I should like to illustrate this last with a concrete example - in the latest leaflet the ICP have put out [and which is also reprinted in their newspaper, The International Worker no 219 ] the ICP gives a detailed summary of the events which led up to the second international congress which the dockers have just held in Liverpool [which in my opinion was not a success]. The ICP is as ever concerned to paint a picture of a 'bureaucracy in crisis' but they actually manage to slander the dockers as well, saying,

'they have portrayed themselves as 'rank and filers', with the best interests of the dockers at heart, but who are also loyal to the union. In fact their loyalty is solely to the union bureaucracy of which they themselves are a part.'

Their proof for this assertion [for that is all it is] is a direct quote from Mike Carden,

'Look at this patform. Jimmy Davies is on the National Executive of the TGWU Docks and Waterways Committee. Bobby Moreton is responsible for 130 000 TGWU members in the North West. Jimmy Nolan is the Chair of the TGWU National Port Shop Stewards Committee. Terry Teague is an elected shop steward for more than 20 years. I sit on the union's General Council. I'm a big cheese. '

The ICP comment,

'the stewards will do nothing that will endanger their own career in the union .'

Now I was not present when Mike Carden spoke the above words - but I am assured by those who were there, and it fits the character of the man that I know, that this speech was intended to be wholly ironic. The TGWU leadership [and by that I mean the real bureaucracy - full time paid officials, not the lay jobs mentioned above] have made it clear that it intends to strip Nolan, Moreton, Carden and all the others of any and every position they hold in the union.

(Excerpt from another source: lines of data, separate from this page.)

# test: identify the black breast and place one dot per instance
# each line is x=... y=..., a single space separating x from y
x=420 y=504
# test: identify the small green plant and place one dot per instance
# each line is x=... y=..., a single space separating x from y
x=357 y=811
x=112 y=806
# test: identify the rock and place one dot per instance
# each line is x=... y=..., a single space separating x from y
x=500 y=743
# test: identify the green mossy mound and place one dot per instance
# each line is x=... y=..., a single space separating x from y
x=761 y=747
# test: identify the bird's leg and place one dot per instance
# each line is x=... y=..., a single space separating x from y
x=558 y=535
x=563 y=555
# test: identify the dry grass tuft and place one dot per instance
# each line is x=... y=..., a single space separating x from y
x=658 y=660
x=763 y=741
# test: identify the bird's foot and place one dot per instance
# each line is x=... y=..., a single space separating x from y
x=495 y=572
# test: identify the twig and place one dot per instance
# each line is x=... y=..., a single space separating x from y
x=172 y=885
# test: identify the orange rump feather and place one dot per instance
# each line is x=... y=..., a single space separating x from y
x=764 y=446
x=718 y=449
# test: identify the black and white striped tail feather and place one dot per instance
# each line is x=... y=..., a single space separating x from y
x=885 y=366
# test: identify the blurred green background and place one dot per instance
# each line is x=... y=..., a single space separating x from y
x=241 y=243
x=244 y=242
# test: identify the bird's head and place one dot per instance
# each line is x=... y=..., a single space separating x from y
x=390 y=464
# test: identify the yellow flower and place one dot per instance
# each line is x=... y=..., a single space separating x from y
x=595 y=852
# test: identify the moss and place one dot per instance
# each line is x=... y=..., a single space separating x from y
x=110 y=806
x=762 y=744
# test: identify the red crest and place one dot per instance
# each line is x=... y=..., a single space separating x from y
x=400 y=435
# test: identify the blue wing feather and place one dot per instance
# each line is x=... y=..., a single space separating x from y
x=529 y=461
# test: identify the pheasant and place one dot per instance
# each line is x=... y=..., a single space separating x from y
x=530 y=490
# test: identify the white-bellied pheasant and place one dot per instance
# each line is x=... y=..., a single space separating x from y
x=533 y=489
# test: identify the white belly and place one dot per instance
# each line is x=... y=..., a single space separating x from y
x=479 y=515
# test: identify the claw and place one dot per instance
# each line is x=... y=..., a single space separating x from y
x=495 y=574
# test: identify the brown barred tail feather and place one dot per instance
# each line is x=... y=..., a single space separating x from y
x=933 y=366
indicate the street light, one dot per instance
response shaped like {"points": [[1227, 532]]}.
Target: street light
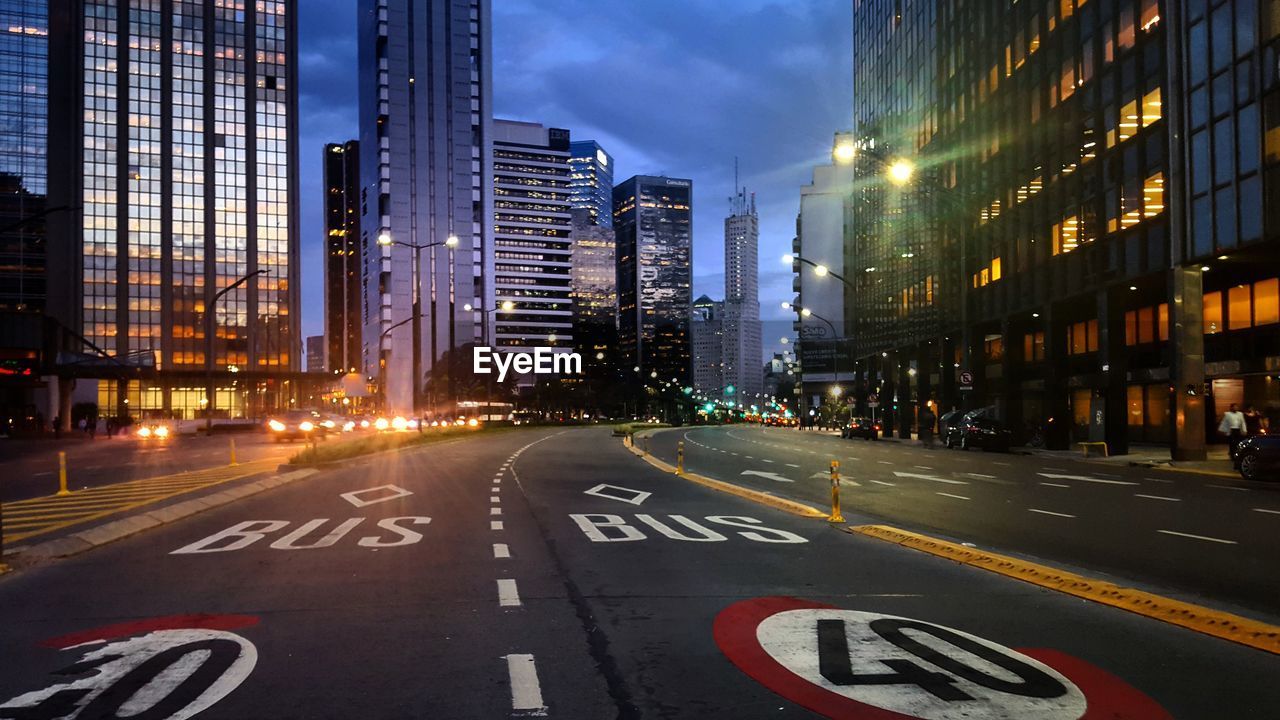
{"points": [[385, 238]]}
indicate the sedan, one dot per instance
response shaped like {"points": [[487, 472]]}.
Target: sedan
{"points": [[1258, 458]]}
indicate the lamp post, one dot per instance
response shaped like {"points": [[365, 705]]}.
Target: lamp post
{"points": [[417, 247], [210, 391]]}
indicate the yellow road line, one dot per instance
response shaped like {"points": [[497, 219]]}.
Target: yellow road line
{"points": [[1197, 618]]}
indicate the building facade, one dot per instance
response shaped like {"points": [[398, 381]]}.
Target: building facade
{"points": [[707, 338], [179, 256], [743, 345], [594, 285], [533, 249], [425, 123], [653, 224], [343, 260], [592, 181], [1084, 244]]}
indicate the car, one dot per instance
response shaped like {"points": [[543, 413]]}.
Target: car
{"points": [[295, 424], [860, 427], [977, 429], [1257, 458]]}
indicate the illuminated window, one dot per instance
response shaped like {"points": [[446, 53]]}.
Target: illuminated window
{"points": [[1214, 313]]}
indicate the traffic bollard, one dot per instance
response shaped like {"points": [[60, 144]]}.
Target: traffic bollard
{"points": [[62, 474], [835, 493]]}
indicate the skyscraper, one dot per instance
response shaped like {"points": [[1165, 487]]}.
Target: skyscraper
{"points": [[743, 300], [425, 124], [594, 282], [178, 154], [531, 246], [343, 258], [592, 181], [653, 223]]}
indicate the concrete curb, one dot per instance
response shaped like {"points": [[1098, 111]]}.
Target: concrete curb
{"points": [[76, 543], [754, 496]]}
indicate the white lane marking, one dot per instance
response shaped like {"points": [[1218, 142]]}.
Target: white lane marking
{"points": [[526, 695], [1206, 538], [508, 596], [1050, 513]]}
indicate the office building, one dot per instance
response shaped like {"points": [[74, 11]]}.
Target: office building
{"points": [[743, 350], [592, 181], [594, 285], [653, 224], [531, 244], [425, 124], [1089, 231], [343, 259], [707, 338], [177, 154]]}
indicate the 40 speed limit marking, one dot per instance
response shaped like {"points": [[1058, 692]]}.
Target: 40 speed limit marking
{"points": [[159, 669], [874, 666]]}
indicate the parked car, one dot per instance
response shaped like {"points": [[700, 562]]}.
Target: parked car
{"points": [[1257, 458], [976, 429], [295, 424], [860, 427]]}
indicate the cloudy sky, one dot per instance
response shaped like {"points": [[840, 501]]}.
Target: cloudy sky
{"points": [[676, 87]]}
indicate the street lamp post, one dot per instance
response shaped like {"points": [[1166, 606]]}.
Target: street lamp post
{"points": [[417, 247], [210, 391]]}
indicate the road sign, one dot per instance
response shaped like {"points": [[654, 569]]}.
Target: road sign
{"points": [[873, 666]]}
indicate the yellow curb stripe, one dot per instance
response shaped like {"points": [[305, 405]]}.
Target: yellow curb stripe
{"points": [[754, 496], [1197, 618]]}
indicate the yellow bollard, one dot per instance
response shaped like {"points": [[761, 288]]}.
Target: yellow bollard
{"points": [[62, 474], [835, 493]]}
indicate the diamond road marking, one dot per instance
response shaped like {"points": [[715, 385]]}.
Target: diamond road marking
{"points": [[620, 493], [392, 493]]}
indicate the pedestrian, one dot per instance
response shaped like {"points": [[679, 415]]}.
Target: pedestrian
{"points": [[1233, 427]]}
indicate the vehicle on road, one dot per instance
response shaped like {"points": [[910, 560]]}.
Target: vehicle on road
{"points": [[976, 429], [295, 424], [1257, 458], [864, 428]]}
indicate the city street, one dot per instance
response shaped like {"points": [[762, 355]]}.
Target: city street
{"points": [[1205, 536], [552, 573]]}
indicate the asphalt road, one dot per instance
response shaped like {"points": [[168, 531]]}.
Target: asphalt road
{"points": [[1214, 538], [496, 578], [28, 468]]}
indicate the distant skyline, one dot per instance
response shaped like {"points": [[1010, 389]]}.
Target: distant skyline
{"points": [[676, 87]]}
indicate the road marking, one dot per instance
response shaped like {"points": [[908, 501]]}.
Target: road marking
{"points": [[1206, 538], [508, 596], [1050, 513], [526, 695]]}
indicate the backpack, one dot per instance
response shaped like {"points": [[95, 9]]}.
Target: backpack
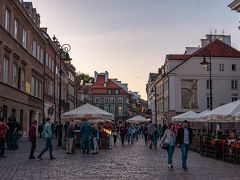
{"points": [[2, 133]]}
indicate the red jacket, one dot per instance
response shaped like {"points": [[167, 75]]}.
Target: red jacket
{"points": [[32, 133]]}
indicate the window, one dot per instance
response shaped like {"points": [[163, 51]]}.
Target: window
{"points": [[97, 99], [7, 20], [120, 100], [40, 89], [50, 62], [234, 84], [50, 88], [5, 69], [38, 52], [112, 100], [208, 84], [116, 91], [234, 99], [34, 49], [46, 60], [109, 91], [32, 86], [41, 56], [106, 108], [24, 39], [106, 100], [234, 67], [112, 109], [15, 69], [22, 79], [120, 110], [16, 29], [52, 65], [221, 67]]}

Since in any deal that the TGWU stitches up with MDHC, there is no way that these workers and the 100 or so who make up the 'hard core' will ever work on the dock again, I am at a total loss to see how the 'bureaucracy' is 'looking after its own.'

There is no crisis of the union bureaucracy - it is alive and well and functioning as normally as it always has. It should be obvious from the ironic and even anguished tone of Mike Carden's speech that the only crisis is in the old 'workers organisation' which so many of these militants have given their lives to and in the dockers own view of themselves and their struggle. When I first started reporting on this dispute in November 1995, I commented on how dockers had a history of strong, sectional organisation, born out of the old kind of struggle, a struggle conditioned by the Keynesian state. I tried to show how this state was undergoing a transformation and that we needed to see how this would affect struggles such as the dockers. It is very easy to talk of 'objective circumstances' and 'tendencies' in the economy and state, but ultimately we make our own history - people like Jimmy Nolan and Mike Carden. People struggling to come to terms with what is going on around them, not central committees with a ideology that is today 70 or even more years out of date.